B: When friends come calling for your representation, that really shows how much you are valued and respected in the industry. And yes, you do own your own company—why should you choose?

From our discussion, movies do appear to be your life (not a bad thing). Are you a workaholic, or do you purposely make time for yourself, and how? Other than drunken evenings with @ScreamQStream (Jessica Cameron and Heather Dorff!), although this is kind of work… maybe?

Lisa: I think I go back and forth. I lose myself completely sometimes, but I truly love it. I think it is important to balance work with time with friends and family, but if I have a film just coming out or in post, I can sometimes disappear for a year with the travel and the festivals, etc.

This year, I made a goal for more time with friends and more travel. I just spent three weeks in Mexico with friends and family in December and am heading to Thailand in April for three weeks with friends, and I am really excited. You need to keep all areas of you alive to be truly happy and passionate, and I really love adventure and travel. It is nice to finally start balancing it out.

I get to LA every few months, and of course, the best part is visiting Jessica and Dorff. I love those ladies, and even though you could consider being a guest on their show “work,” as I am sure you have seen, we have so much fun.

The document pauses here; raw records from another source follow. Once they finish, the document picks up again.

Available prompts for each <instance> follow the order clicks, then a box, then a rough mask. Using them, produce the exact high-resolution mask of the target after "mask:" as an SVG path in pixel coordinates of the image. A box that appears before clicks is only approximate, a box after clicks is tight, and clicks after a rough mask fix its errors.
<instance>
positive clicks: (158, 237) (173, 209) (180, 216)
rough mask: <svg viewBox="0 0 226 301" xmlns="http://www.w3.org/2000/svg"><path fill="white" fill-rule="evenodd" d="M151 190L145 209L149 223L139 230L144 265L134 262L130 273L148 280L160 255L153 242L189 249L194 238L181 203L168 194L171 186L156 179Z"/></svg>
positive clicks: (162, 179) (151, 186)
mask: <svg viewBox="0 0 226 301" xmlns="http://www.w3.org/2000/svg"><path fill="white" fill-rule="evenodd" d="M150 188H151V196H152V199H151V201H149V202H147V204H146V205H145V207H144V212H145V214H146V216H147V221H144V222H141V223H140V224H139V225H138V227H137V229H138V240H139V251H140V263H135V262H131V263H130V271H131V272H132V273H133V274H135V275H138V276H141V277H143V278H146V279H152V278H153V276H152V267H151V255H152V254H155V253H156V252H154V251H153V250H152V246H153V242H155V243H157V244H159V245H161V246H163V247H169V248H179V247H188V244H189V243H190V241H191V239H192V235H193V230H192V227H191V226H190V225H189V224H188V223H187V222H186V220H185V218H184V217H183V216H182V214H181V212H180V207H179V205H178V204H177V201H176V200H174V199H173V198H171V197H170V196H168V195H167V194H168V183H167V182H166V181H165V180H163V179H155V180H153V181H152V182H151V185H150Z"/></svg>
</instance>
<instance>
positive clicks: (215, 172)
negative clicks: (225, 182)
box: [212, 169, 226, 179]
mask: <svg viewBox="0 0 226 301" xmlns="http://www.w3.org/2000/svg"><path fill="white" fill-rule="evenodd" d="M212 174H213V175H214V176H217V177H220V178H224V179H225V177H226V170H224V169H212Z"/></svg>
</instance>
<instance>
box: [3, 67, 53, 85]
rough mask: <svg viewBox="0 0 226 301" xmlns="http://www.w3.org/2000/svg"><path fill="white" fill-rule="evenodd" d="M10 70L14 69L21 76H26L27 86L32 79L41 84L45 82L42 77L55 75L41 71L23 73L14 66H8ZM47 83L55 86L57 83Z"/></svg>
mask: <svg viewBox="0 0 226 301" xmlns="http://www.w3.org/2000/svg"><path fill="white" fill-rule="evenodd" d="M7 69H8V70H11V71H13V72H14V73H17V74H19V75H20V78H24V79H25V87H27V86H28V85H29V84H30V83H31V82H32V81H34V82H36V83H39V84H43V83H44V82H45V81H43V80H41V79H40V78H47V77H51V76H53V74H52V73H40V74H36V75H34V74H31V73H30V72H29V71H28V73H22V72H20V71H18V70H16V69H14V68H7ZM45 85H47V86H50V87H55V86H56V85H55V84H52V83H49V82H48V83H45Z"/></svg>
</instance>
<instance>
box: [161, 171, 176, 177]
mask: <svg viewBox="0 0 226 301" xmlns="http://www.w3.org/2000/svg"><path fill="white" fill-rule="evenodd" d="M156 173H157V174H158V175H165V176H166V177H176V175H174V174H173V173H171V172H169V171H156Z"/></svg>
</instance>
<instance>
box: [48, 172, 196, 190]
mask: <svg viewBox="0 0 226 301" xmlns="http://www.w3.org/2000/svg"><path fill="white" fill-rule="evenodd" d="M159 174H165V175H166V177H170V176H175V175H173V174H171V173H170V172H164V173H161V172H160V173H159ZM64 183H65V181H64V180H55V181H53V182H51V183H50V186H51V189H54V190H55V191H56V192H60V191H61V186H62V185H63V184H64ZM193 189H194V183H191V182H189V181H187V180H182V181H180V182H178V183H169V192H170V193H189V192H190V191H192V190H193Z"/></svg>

Jessica has been a pretty big inspiration for work ethic, I would add. That woman is a beast and puts me to shame!

B: Awesome! It sounds like, as busy as you are, you do have a good work-life balance.

Before we let you go… Beverly Hills Lizard People sounds like a movie from B-Movie heaven. You’ve got our attention! Are you allowed to give us any details with a possible exclusive?

Lisa: I am SO excited about it. We are just in the pre-production stages, but the script is fantastic, and I can’t wait to bring it to life. I will be working with Cthulhu Crush Productions and filming in Vancouver. It is very similar to Puppet Killer in tone and delivery, and in our first meeting, it was clear we all had the same vision for the film.

I wish I could tell you more, but all I can say is that we are in talks with ADI (the insanely talented company that did Aliens, Predator, IT, etc.) to do our practical FXs, and I am thrilled at the idea of working alongside Alec Gillis to create our Lizard People. What a fantastic opportunity to work with amazing talent and to help be a part of the fight to keep the art of practical effects alive. Puppetted animatronics, lizard people, and tons of death. What more could a lady ask for?

B: Living the dream indeed! Lizard people sound EPIC! We look forward to hearing more in the future.

The very best of luck with Puppet Killer. The B Club cannot wait to review it.

Thanks again for your time and giving us an insight into the life of Lisa Ovies.

Lisa: Thanks so much for having me, and I can’t wait to share both films with you and any news as it unfolds.